Ford 2000; 3 cyl; 4/1 transmission. When I bought this tractor the previous owner gave me two stabilizer bars: one slightly bent, the other bent into a U shape. Clearly, a previous owner backed up with the stabilizer bars dug into the ground. So, I need to find out opinions on after market flat straps vs. the bent-at-one-end stabilizer bars. Just came home last nite with a single row harrow but will need the stabilizer bars to harrow our garden. The flat bars seem to cost less but I question if they are effective or not. Also, does it work to shorten the two chains that connect the lift arms to the bracket around the pto? Any sage advise out there for this stabilizer bar issue? Thanks.


----------



## Ultradog (Feb 27, 2005)

For 15 years I never ran stailizer bars on anything - 8Ns, 641, 2000, 3000, 4000, etc
Then I bought a 6' 1200 lb Bush Hog brand rotary cutter and started breaking check chains. (those are the chains you mentioned)
So I bought a set of stay bars but that's still the only thing I use them on.


----------



## marcusmerritt (Apr 10, 2015)

I feel your pain. My 2000 came with a 5' bush hog and no stabilizer bars and it flops around a bit. I harrowed a garden for a friend using his Jubilee and the stabilizer bars on his tractor helped stiffen the lift a lot. Have not yet used the harrow I bought yesterday. It's a single row harrow and came off a 2A from the 40's. Two sections of railroad track for weight so I'm hoping that it will cut up our garden well.

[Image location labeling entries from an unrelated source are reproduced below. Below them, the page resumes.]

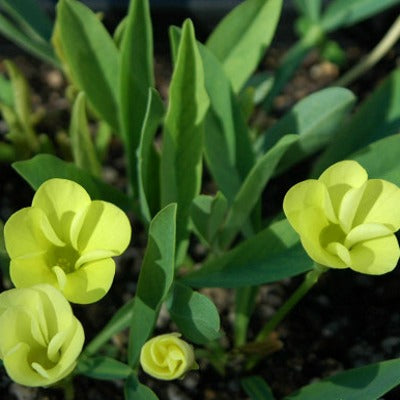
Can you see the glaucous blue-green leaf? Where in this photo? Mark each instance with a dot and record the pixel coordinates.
(45, 166)
(227, 146)
(148, 158)
(315, 119)
(91, 56)
(181, 157)
(155, 279)
(207, 214)
(341, 13)
(273, 254)
(381, 159)
(136, 76)
(134, 390)
(257, 388)
(377, 117)
(81, 142)
(369, 382)
(195, 314)
(103, 368)
(239, 41)
(252, 188)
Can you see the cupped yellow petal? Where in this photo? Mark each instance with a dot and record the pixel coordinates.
(61, 199)
(90, 282)
(375, 257)
(167, 357)
(25, 272)
(379, 204)
(28, 232)
(103, 227)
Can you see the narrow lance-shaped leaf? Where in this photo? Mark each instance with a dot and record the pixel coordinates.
(155, 279)
(252, 189)
(181, 158)
(241, 38)
(148, 158)
(369, 382)
(82, 145)
(195, 314)
(377, 117)
(136, 76)
(91, 56)
(315, 119)
(341, 13)
(44, 166)
(273, 254)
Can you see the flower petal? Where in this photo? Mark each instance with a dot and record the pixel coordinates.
(104, 227)
(26, 272)
(90, 282)
(28, 232)
(376, 256)
(61, 199)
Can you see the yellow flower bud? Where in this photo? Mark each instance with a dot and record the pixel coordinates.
(167, 357)
(346, 220)
(40, 338)
(66, 240)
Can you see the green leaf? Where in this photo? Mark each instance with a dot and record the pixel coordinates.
(135, 79)
(195, 314)
(378, 167)
(155, 279)
(273, 254)
(148, 157)
(376, 118)
(181, 158)
(241, 38)
(257, 388)
(315, 119)
(81, 142)
(310, 9)
(252, 189)
(44, 166)
(340, 13)
(369, 382)
(207, 214)
(103, 368)
(91, 56)
(134, 390)
(30, 16)
(227, 146)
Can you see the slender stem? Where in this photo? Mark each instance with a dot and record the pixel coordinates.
(386, 43)
(310, 280)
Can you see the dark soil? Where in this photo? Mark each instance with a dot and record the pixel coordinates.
(346, 321)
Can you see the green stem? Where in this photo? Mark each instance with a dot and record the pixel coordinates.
(310, 280)
(386, 43)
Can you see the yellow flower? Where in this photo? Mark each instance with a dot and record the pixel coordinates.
(40, 338)
(167, 357)
(346, 220)
(66, 240)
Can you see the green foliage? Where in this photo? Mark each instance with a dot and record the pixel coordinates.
(195, 314)
(257, 388)
(181, 157)
(369, 382)
(155, 279)
(241, 38)
(91, 58)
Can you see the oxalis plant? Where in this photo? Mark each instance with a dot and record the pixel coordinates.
(60, 249)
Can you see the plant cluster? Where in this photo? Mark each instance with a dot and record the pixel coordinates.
(61, 248)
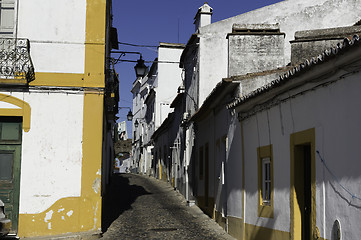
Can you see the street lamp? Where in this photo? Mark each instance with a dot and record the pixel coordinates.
(129, 115)
(140, 68)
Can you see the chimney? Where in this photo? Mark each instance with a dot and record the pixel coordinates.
(311, 43)
(203, 16)
(255, 48)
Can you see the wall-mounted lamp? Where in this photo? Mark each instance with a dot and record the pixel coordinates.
(129, 115)
(140, 68)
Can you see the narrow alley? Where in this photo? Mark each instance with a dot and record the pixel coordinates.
(140, 207)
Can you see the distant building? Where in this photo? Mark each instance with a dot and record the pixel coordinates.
(121, 132)
(152, 96)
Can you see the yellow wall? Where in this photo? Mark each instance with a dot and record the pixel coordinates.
(75, 214)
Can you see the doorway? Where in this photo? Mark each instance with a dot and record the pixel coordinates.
(303, 206)
(10, 159)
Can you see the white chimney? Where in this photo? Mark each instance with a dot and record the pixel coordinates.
(203, 16)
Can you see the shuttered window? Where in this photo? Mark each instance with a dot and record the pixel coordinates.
(7, 17)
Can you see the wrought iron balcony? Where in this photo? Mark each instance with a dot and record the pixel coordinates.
(16, 66)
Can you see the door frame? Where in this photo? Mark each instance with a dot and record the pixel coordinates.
(302, 138)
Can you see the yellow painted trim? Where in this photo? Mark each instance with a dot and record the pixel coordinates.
(243, 183)
(264, 210)
(13, 81)
(253, 232)
(300, 138)
(64, 218)
(58, 79)
(90, 218)
(84, 211)
(86, 215)
(24, 111)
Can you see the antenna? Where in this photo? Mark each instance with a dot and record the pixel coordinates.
(178, 29)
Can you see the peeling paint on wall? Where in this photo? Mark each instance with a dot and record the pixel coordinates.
(69, 213)
(96, 185)
(48, 215)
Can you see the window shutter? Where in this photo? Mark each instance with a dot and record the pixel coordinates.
(7, 16)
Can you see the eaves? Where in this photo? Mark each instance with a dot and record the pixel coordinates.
(324, 65)
(351, 47)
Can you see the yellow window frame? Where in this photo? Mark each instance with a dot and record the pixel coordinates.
(265, 209)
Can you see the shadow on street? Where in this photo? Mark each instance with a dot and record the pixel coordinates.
(119, 198)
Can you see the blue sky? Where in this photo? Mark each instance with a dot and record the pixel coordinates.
(146, 22)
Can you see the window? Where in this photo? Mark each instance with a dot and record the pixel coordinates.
(265, 181)
(7, 17)
(201, 163)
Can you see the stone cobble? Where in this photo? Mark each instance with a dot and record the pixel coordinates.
(153, 210)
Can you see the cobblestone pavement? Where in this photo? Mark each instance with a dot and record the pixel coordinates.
(146, 208)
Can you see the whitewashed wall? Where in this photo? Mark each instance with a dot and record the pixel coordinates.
(169, 79)
(51, 158)
(56, 40)
(292, 16)
(333, 112)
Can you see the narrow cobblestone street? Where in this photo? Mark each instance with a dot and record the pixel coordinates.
(141, 207)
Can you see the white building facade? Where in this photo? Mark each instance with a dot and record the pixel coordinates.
(52, 114)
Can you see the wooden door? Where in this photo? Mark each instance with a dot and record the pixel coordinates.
(10, 159)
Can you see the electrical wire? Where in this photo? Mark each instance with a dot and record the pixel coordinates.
(136, 45)
(335, 178)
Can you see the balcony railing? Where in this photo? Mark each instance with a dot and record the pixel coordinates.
(15, 61)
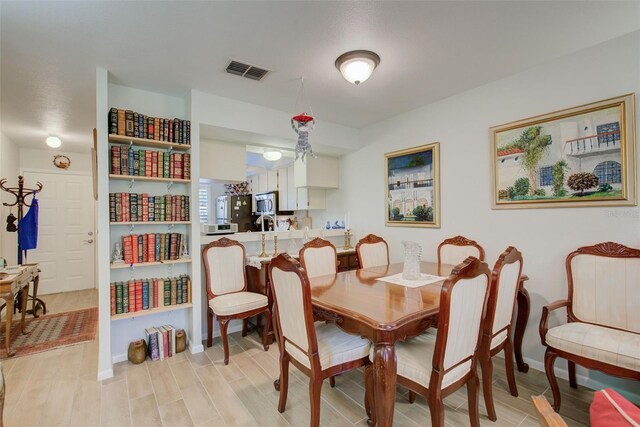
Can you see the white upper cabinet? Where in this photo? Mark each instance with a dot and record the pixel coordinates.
(322, 172)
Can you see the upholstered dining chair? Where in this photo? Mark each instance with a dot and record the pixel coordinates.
(372, 251)
(319, 350)
(226, 278)
(496, 335)
(456, 249)
(319, 257)
(436, 365)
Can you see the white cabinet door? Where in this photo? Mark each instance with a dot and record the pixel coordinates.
(272, 180)
(292, 194)
(309, 198)
(283, 191)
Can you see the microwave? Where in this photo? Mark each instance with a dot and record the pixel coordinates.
(210, 229)
(267, 203)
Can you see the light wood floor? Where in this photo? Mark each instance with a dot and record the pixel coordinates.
(59, 387)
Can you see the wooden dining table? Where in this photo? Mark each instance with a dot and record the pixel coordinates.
(384, 313)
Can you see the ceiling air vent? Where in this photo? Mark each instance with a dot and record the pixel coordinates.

Is the photo you posted from the seat of your 2000 or another Ford? Where did you find the stabilizer bars seen in the pic? Thanks.


----------



## Ultradog (Feb 27, 2005)

The tractor is my 3000 which is basically identical to yours.
I bought the bars from http://www.yesterdaystractors.com


----------



## marcusmerritt (Apr 10, 2015)

I found a couple of generic sway bars at Tractor Supply and brought them home today. Am hoping they will be a good fit. If not, will order from your supplier. Thanks for the info.


----------